Blowfish: The G5 scores 4x higher than the X2 on this test, even in the single-threaded test. The only explanation for this is that even in the “cache” test, the code on the X2 falls out of cache. This is supported by the fact that the G5’s results fall off dramatically in the memory test, and the X2’s results do not. If you’re going to do a cache test, at least make sure the test fits in cache on the CPUs in question…
Emulation: This result makes sense. The X2’s scores put it at the level of a 2.3 GHz 970MP, which sounds about right from my experience.
Memory Performance: These results just don’t make any sense, and I’m not even sure the author understands what he’s talking about. In the description, he says its a single-threaded test, and immediately after, he attributes the G5’s dominance to the fact that it has four cores.

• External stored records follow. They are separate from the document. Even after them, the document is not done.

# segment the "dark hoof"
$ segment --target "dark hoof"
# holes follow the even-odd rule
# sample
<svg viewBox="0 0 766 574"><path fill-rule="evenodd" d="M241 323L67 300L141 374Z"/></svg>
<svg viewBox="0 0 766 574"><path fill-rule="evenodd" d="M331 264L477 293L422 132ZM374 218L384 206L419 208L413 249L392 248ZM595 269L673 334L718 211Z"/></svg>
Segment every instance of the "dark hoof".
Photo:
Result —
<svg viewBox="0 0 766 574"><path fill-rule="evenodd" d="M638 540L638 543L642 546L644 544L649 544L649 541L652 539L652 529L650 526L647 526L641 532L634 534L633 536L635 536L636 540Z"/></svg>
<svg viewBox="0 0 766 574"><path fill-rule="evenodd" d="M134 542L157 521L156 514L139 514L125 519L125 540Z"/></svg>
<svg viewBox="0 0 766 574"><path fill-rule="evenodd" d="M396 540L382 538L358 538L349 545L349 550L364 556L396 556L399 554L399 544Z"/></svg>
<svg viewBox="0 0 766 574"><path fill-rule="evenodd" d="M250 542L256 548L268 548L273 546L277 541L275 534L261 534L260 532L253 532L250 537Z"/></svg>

Memory + Operation Performance: These make sense, sense they are bandwidth-limited, and the 970MP has 33% faster RAM.
Overall, I don’t even understand why they are bothering to build this benchmark. The tests are too simplistic, and some of the results are way out there. One of the key ways to evaluate a new benchmark is to prove that it highlights trends that are already known. This benchmark suggests that the G5 has awesome integer and memory performance, which is known to be untrue. Since the source code to the benchmark is unavailable, its impossible to tell why the benchmark is giving incorrect answers, and its not possible to recompile and test for yourself either.

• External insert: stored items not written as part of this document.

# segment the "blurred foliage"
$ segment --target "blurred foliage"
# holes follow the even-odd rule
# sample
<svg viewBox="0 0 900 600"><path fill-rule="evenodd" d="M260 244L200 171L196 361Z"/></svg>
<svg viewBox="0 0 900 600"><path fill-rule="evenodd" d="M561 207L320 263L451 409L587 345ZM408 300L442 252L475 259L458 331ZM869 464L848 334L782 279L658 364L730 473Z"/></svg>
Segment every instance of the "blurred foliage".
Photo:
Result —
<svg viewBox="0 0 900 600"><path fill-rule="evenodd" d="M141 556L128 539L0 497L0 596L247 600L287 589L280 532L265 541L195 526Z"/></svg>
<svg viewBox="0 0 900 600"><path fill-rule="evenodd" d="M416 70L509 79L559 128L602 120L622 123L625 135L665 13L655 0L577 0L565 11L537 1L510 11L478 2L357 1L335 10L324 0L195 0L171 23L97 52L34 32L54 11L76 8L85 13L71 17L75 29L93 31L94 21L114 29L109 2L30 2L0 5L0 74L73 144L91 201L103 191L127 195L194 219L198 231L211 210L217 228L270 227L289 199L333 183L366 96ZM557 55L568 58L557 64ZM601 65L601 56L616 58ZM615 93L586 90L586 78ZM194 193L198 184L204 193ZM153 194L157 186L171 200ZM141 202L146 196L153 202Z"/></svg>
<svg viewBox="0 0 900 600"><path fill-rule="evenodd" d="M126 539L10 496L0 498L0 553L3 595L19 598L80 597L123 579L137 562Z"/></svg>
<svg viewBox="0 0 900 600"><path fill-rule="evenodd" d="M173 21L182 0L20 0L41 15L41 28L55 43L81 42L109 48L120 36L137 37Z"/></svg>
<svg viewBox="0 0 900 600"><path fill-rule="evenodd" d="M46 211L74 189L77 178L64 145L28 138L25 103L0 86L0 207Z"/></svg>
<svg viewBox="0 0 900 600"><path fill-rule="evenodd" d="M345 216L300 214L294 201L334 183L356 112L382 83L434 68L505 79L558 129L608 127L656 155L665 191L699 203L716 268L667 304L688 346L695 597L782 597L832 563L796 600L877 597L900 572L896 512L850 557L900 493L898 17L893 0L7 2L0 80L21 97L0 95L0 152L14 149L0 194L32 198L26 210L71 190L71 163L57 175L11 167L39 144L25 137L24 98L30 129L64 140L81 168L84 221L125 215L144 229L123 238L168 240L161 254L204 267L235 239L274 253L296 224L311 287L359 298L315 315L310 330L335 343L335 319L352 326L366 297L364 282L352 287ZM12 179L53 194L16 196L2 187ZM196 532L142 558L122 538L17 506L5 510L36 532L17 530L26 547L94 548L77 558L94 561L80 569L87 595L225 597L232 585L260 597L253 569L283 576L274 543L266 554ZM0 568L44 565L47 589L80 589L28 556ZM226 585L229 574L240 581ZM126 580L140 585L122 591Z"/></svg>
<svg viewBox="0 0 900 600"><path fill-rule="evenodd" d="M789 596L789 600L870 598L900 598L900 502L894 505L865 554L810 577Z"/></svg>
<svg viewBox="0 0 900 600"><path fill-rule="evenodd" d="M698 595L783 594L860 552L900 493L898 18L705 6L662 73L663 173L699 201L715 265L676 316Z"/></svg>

its not possible to recompile and test for yourself either.
Well, you could download the executables from the link below, if you’re inclined to run such untrusted code:
http://www.geekpatrol.ca/article/97/geekbench-preview
But I just don’t understand why they don’t publish the source and the compiler settings. What do they have to hide?

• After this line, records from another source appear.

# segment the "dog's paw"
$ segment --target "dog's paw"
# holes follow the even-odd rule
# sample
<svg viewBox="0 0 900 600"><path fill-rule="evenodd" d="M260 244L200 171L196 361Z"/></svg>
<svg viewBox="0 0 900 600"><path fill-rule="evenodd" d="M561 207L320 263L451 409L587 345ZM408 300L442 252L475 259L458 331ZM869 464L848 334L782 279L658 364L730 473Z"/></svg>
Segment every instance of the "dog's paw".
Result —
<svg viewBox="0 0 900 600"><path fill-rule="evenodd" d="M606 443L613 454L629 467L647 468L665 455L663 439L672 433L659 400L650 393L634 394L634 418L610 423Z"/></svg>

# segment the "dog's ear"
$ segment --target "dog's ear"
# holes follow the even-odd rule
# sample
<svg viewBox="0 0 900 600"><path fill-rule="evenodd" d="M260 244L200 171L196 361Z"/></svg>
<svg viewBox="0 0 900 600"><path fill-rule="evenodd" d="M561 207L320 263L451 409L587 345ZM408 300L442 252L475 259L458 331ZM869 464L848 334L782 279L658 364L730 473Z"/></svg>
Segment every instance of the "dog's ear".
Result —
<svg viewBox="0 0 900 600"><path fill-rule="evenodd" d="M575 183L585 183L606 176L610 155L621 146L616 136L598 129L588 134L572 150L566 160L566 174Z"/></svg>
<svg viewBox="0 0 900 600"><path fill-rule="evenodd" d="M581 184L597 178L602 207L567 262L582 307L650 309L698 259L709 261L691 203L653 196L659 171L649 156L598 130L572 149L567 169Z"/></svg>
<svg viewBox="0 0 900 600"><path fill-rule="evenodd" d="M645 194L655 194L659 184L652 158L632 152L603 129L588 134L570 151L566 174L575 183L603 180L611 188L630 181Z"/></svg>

Being that the mac is at least $3000 or so, couldn’t they at least have used an AMD machine w/ an athlon or opteron dual core that has 1mb L2 cache per core? The lowest level athlon w/ this cache is the $500(for cpu only) athlon x2 4400 i believe.
The blowfish cache test is run on two 32 bit values. That’s 8 bytes, for those of you keeping track. The whole operation takes up less than 6 k when you add it all up. I’m no CPU expert, but how do you suppose that 6 k doesn’t fit into the cache on an X2?
We could have run the tests on an Opteron or a newer, higher end Athlon, but we’re working with the kindness of strangers at this point.
Here’s something to consider for a moment: despite what you may think, this is still about the testing rather than the results right now. The fact that you may not believe that does not make it any less true. The only real reason for the second article is that a whole bunch of people wanted to see results for newer x86 CPUs. Also, we’re not trying for the theoretical values in any of our tests, we’re just running regular code through the machines. I guess you could say that we’re working towards a real world synthetic benchmark.
Anyway, now back to your regularly scheduled commenting.
The blowfish cache test is run on two 32 bit values. That’s 8 bytes, for those of you keeping track. The whole operation takes up less than 6 k when you add it all up. I’m no CPU expert, but how do you suppose that 6 k doesn’t fit into the cache on an X2?
I presume you’re encrypting more than 8 bytes. How big is the data set that you’re encrypting?
Here’s something to consider for a moment: despite what you may think, this is still about the testing rather than the results right now.
First, if it wasn’t about the CPUs, you wouldn’t be commenting on their relative performance. People see you benchmark and start making comments like “it looks like it was a mistake for Apple to switch to x86”, and that just doesn’t make sense. Moreover, part of the reason I’m pointing to the flaws in the result is because it reflects on the benchmark itself. If the benchmark tells you 2 + 2 = 5, there is something wrong with the benchmark. Your results for integer performance and memory performance are at odds with nbench, SPEC, and a whole bunch of proven benchmarks. Clearly, something is wrong with the benchmark.